新聞社でも「男性が優遇されている」女性の約6割が実感 男女の認識ギャップ浮き彫り、新聞協会が初調査
社会の不正や差別を追及してきた報道機関で働く人たちは、自らの職場をどう見ているのか。
一般社団法人「日本新聞協会」は4月23日、加盟する新聞社・通信社の社員・役員を対象に実施した「ジェンダー・多様性に関する意識調査」の結果を発表した。性別による認識のギャップが浮き彫りになった。
●「男性が優遇されている」女性は男性の約2倍
調査は、加盟99社の社員・役員約3万6000人を対象におこなわれ、9630人が回答した(回答率約27%)。
「職場において男女の地位は平等か」との問いに、「平等である」と答えた男性が40.7%だったのに対し、女性は26.0%にとどまった。
一方、「男性が優遇されている」と感じている女性は58.3%に上り、男性(29.4%)の約2倍に達した。
「平等でない」と感じる場面については、男女ともに「管理職や経営層に登用される男性が多い」との回答が最も多かった。
また、女性管理職比率に数値目標を設けることについて、全体の55.6%(女性は67.9%)が賛成し、「女性登用に必要な措置」と捉える傾向がうかがえた。
●「長時間労働」の評価に世代・役職間の差
深夜に及ぶ新聞制作や突発対応など、新聞社特有の長時間労働に対する意識の違いも明らかになった。
「長時間働く人が高く評価される職場か」という問いに対し、40代以下の女性と20〜30代男性の約6割が「そう思う(評価される)」と回答した。
一方で、50代男性の半数超と役員層の7割弱が「そう思わない」と答え、世代や役職による認識の差が際立った。
また、「将来管理職になりたいか」という問いには、全体の50.8%が「なりたくない」と回答。

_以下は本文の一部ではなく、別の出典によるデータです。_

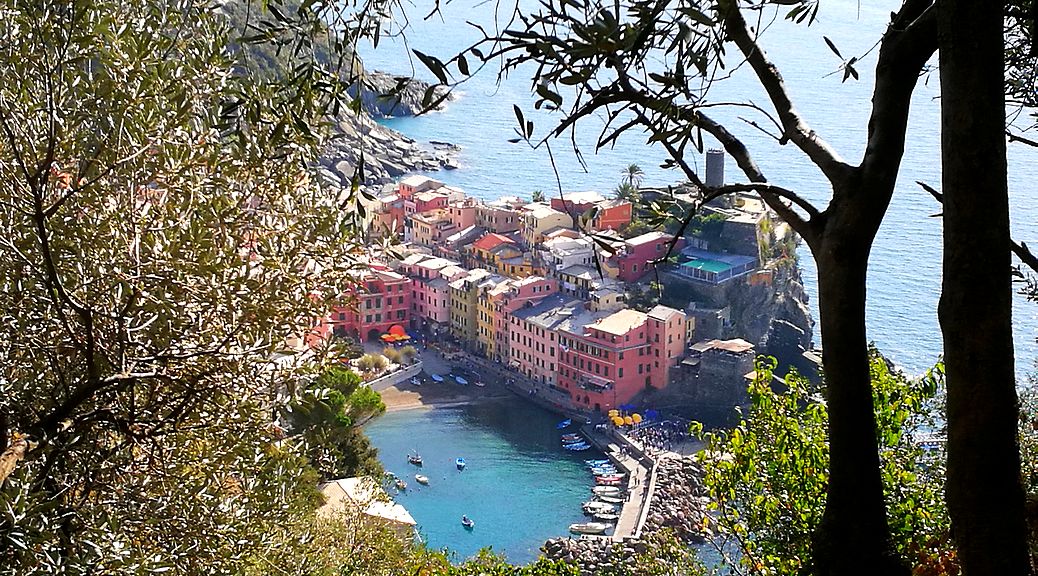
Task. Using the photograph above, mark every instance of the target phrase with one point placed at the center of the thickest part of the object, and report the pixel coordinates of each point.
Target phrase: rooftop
(648, 238)
(663, 312)
(491, 241)
(364, 494)
(621, 322)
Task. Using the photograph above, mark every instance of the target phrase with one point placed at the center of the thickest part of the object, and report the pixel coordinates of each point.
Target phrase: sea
(905, 269)
(519, 486)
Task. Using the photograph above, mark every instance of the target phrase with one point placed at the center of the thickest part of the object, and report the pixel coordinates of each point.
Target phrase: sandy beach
(443, 394)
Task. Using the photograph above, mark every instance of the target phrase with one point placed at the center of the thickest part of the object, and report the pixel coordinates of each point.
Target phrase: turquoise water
(904, 274)
(519, 486)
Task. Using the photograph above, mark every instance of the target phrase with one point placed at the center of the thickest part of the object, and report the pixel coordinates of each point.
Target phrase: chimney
(715, 168)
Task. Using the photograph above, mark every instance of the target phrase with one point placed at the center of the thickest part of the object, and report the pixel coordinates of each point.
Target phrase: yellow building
(464, 305)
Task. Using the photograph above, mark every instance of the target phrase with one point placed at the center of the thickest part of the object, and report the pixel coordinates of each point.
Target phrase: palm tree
(627, 192)
(632, 175)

特に30代女性では58.1%に上り、40代以下の女性の理由として「家庭との両立困難」や「ロールモデル不在」などが目立った。
●男性の長期育休、意識と実態に隔たり
男性社員の1年以上の育休取得については、全体の77.8%(20代、30代では約9割)が賛成した。

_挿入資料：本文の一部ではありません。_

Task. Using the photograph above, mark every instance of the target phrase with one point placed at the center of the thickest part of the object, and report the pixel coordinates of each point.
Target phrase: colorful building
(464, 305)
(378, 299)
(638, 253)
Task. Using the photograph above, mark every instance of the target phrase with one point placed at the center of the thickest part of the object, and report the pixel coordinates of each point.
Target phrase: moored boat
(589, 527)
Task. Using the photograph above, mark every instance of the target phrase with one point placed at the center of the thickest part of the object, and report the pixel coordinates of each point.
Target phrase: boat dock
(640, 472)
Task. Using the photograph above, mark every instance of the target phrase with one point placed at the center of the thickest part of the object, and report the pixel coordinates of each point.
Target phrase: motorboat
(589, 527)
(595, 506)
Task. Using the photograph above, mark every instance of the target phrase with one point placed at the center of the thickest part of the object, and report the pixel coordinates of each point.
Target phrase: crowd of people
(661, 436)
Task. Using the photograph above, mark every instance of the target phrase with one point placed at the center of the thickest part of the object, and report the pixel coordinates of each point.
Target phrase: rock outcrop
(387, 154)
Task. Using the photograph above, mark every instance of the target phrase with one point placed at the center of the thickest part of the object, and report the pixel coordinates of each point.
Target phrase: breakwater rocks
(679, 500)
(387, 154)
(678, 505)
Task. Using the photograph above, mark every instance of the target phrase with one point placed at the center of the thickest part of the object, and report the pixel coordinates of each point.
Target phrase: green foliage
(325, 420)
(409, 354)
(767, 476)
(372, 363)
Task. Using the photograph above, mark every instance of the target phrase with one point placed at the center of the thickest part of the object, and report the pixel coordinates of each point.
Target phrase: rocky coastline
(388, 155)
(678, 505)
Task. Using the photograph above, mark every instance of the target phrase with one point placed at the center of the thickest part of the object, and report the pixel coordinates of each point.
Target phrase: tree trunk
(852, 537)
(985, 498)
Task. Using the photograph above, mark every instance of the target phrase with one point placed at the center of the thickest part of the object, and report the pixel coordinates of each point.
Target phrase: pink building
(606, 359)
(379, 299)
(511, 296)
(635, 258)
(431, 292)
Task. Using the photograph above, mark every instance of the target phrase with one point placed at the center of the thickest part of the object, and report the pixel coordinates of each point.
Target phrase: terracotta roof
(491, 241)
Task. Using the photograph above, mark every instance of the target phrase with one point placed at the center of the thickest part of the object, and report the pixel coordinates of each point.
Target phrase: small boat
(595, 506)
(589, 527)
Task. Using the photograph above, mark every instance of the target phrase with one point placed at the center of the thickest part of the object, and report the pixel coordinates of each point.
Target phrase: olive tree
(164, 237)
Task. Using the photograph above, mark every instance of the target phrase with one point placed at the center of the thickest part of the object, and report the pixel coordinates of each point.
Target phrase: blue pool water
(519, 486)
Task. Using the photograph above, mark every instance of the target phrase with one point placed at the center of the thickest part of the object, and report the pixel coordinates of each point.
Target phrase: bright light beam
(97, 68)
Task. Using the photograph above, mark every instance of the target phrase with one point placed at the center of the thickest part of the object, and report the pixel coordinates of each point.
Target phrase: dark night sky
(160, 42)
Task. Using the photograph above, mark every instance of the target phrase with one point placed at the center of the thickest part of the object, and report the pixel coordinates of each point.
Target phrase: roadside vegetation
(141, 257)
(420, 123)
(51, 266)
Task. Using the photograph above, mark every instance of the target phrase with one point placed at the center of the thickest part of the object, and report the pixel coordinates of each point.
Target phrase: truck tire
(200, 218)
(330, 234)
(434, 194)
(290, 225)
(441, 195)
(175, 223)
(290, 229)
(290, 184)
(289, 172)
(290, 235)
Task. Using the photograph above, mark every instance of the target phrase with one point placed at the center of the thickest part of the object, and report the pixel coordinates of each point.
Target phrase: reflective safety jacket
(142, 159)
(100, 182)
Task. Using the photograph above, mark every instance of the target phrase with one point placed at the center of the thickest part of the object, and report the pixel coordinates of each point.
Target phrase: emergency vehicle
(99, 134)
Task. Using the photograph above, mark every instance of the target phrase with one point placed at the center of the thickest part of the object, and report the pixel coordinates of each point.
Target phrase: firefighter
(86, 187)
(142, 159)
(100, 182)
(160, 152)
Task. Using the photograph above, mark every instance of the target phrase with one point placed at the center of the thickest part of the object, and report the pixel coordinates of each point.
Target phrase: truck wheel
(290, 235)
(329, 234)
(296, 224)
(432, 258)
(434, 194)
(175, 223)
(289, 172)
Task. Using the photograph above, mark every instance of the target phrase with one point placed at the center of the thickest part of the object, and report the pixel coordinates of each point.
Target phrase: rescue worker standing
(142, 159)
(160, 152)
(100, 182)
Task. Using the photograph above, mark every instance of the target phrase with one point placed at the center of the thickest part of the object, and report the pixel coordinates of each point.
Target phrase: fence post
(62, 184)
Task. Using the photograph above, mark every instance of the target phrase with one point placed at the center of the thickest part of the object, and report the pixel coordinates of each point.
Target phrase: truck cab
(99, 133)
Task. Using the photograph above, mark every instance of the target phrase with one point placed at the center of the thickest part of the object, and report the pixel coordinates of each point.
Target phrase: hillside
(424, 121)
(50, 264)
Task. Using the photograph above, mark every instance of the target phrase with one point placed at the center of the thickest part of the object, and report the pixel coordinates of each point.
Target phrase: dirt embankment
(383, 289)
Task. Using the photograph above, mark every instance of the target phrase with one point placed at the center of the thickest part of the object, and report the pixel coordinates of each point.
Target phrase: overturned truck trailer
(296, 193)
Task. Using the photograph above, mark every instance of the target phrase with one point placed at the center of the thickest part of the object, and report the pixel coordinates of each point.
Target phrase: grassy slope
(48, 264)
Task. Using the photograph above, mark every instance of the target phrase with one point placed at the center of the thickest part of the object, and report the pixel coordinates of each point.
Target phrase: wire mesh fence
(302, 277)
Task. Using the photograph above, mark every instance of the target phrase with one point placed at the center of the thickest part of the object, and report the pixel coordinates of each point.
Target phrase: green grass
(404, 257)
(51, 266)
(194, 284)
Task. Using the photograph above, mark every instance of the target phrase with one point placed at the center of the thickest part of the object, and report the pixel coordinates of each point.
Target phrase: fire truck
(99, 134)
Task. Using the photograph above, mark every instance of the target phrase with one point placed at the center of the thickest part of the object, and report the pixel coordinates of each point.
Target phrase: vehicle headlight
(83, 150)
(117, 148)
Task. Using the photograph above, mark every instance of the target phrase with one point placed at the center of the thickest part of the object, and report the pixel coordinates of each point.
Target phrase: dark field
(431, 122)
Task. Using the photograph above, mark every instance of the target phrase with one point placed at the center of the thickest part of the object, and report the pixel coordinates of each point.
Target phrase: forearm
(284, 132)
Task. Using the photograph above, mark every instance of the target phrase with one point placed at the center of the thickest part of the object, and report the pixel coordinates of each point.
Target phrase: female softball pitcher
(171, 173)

一方で、実際に取得経験のある人のうち、1年以上取得した人は1.3%にとどまる。取得を望みながら断念した人も5.8%存在しており、意識と実態の間に大きな隔たりがあることが浮かび上がった。
●有識者「分断が生まている」
調査結果について、東京大学大学院の林香里教授(ジャーナリズム論)は、次のように指摘する。
<多様な働き方を実践する過程では、包摂性と公平性が課題となる。本来、社員一丸でこの難題に向きあうべき過程で分断が生まれている。
旧態依然とした新聞業界の変革を望む声がありながら、リーダーになりたい人が男女ともに少ないというミスマッチが生じている。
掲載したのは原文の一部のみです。